I will probably check it out too. I would love to bring Cocasse but it doesn't seem likely. He is still a wreck when we walk along main roads and I don't know how he will do with the crowd of people. Its too bad because I know he would love to see all the doggies.


----------



## esSJay (Apr 13, 2009)

I may come by on Sunday, but I don't think I'll be bringing Molson because I'll have to take the train in, and he'll be way too excited to be there, dragging me at the end of his leash! :doh:


----------



## Kwk (Nov 1, 2009)

We are going to brave it and bring Skye although that could mean it will be a short visit. I also heard from one of the organizers today that there will be a doggie water park.


----------



## Luci (May 26, 2009)

We're going to check it out on Sunday and take the puppers! Hopefully we'll see you there Kwk


----------



## ILoveMyGolden (Oct 19, 2006)

Might go down! Puppies go home this weekend, but of course we're waiting an extra week, so it will be good to keep the brain busy and get even more excited about the following week!


----------



## C's Mom (Dec 7, 2009)

Did anyone go? I so wish I had been able to go if only to meet the people manning the GRR booth.


----------



## Luci (May 26, 2009)

We went and took the pup! It was really crowded, with a lot of little dogs on flexi-leashes going every which way and one dog was pretty intent on making Lucy "his".... that part was not so good. 

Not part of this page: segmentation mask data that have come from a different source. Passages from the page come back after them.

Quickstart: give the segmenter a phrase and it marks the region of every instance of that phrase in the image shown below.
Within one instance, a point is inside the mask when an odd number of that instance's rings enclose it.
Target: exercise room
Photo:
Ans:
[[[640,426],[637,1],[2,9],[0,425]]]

But we got some decent deals (a smoochy poochy water collar, some treats 3 big things for $5, a couple of bandana's for $1 a peice and some Fromm treats that Lucy just LOVES). Lucy also thought the Purina agility was pretty cool. She thought that fountain swimming would be a good idea, but Mom and Dad said no. We had just given her a bath this morning and wanted that to last for a little while. 

Overall an interesting day. Would I go again and take my pup? Maybe. Would I go again? Probably. 

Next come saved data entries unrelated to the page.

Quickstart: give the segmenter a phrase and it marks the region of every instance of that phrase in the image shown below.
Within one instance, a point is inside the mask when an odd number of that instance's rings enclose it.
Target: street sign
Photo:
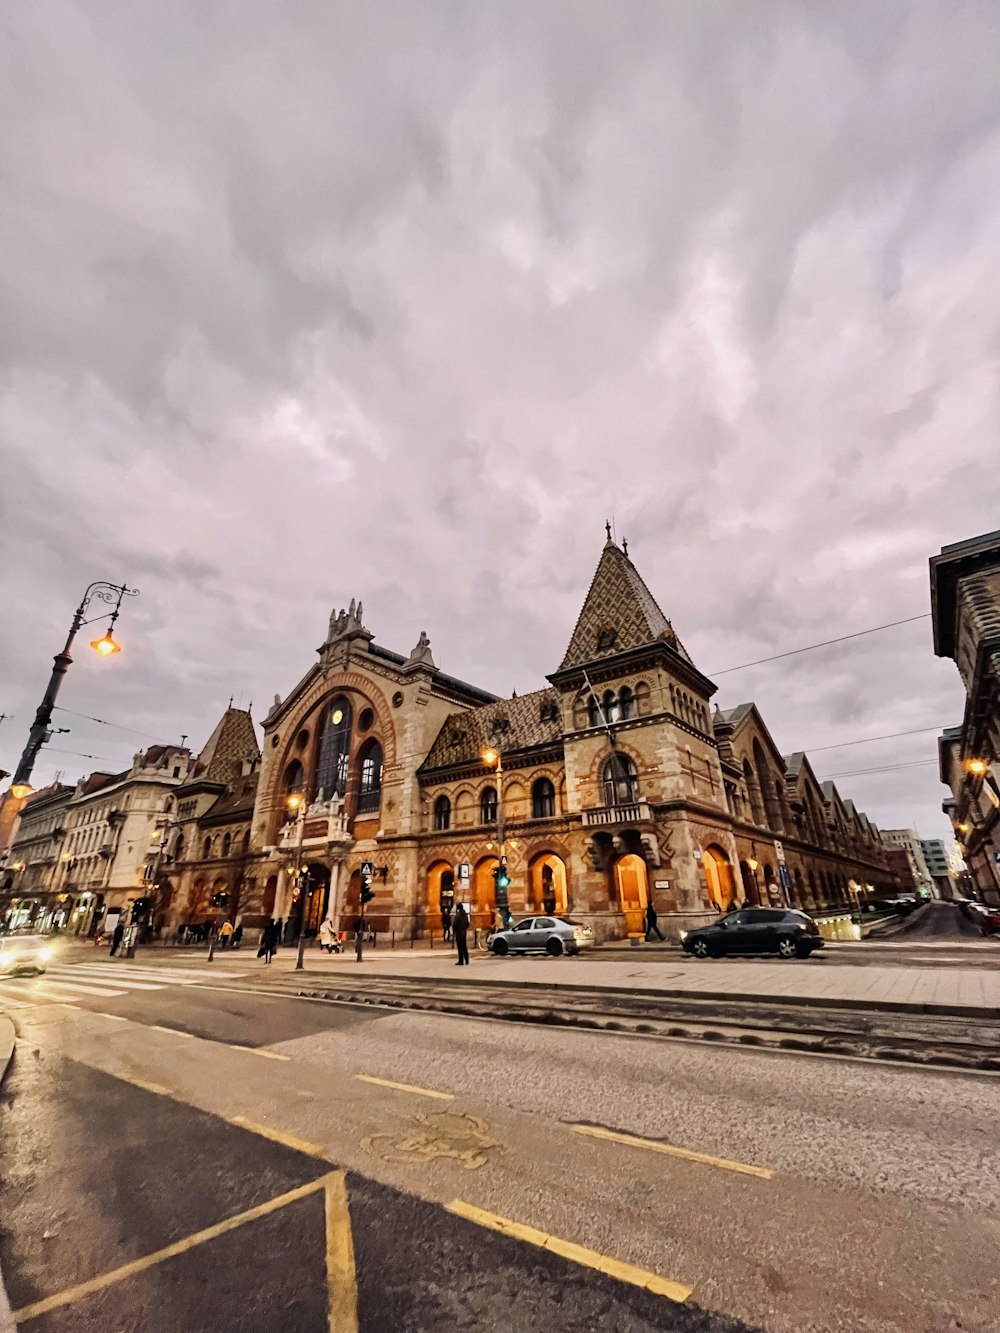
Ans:
[[[468,887],[469,881],[471,879],[472,879],[472,866],[469,864],[468,861],[460,861],[458,866],[459,884]]]
[[[777,838],[774,840],[774,854],[778,858],[778,864],[783,866],[785,864],[785,849]]]
[[[369,875],[369,876],[370,876],[370,875],[374,875],[374,874],[375,874],[375,862],[374,862],[374,861],[362,861],[362,862],[361,862],[361,873],[362,873],[362,875]]]
[[[1000,850],[997,850],[993,853],[993,860],[997,863],[998,866],[1000,866]]]
[[[781,879],[782,888],[790,889],[792,887],[792,877],[788,873],[788,867],[785,865],[784,861],[778,866],[778,876]]]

We saw quite a few goldens, some other interesting breeds, A LOT Of chihauha's (sp?) and little dogs. I still find it funny how a golden is like a magnet for other goldens... they just seem to find each other!


----------



## esSJay (Apr 13, 2009)

I was debating heading down for a bit (without Mols) but I ended up grocery shopping for 3 HOURS?! Not sure how that happened... and by the time I got home and put it all away, it was 4:00 and I still had to cut the grass! Booooo. 

Glad that you guys had a good time... I had anticipated that the festival would be filled with too many puny little dogs, but I wanted to go check out the vendors and stuff!


----------



## Kwk (Nov 1, 2009)

We went as well and brought Skye along too. I think we had a similar experience to Luci. Very crowded with lots of little dogs but we saw quite a few goldens as well. 

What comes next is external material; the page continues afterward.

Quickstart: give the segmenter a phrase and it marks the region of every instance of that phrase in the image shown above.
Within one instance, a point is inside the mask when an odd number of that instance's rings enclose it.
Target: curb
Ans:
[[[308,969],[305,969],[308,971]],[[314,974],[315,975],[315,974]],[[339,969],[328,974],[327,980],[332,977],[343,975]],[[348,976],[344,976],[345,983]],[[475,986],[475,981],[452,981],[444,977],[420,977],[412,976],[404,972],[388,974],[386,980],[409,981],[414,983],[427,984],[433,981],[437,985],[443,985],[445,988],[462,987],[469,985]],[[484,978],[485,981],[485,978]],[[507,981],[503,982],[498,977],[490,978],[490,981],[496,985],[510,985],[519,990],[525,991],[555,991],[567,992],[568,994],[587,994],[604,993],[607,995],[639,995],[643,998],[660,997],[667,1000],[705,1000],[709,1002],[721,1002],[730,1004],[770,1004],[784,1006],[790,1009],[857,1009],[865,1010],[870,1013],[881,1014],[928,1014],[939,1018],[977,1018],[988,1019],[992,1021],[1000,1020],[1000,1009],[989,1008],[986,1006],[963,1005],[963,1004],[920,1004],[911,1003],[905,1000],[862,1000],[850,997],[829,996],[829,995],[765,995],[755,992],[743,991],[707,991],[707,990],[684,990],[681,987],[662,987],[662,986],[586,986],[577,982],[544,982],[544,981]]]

I was a little disappointed as a there were a couple of things I was hoping to pick up but didn't find. Other then that though it was good and Skye got lots of free treat samples which of course lead to us buying her a bunch of treats. I would say our best score was from the earthbath booth where we picked up a whole bunch of free shampoo samples and grooming wipes. They also had the bottles of shampoo and spray for close to 50% off what it goes for in stores.


----------